Ein starkes Erdbeben hat den gesamten Norden Italiens erschüttert. Das Beben erstreckte sich von der Region um Mailand bis Venedig sowie südlich bis Florenz, wie italienische Medien berichten. Laut dem Nationalen Institut für Geophysik und Vulkanologie erreichte es eine Stärke von 5,2. Am stärksten betroffen war die Toskana.

Informationen über Verletzte und Schäden lagen zunächst nicht vor.Das Epizentrum lag nach Angaben der italienischen Tageszeitung La Repubblica in der Toskana, nahe dem Ort Fivizzano in der Provinz Massa-Carrara, zehn Kilometer unter der Erdoberfläche.

Zahlreiche Menschen rannten verängstigt auf die Straße. In den toskanischen Provinzen Massa-Carrara und Lucca wurde ein Nachbeben der Stärke 3,1 gemessen.

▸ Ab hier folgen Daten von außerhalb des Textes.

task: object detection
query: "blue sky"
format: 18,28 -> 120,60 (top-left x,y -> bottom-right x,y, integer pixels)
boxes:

Feuerwehrkräfte sind im Einsatz, um mögliche Schäden und Verletzte zu untersuchen. Bisher seien aber noch keine Notrufe oder Informationen über Schäden eingegangen, teilten die Einsatzkräfte mit.

Der Norden Italiens ist besonders erdbebengefährdet. Im Mai des vergangenen Jahres wurde die Region Emilia Romagna von einem schweren Beben erschüttert, 23 Menschen starben. Bei einem schweren Erdbeben Anfang April 2009 wurden in L'Aquila in den Abruzzen 309 Menschen getötet.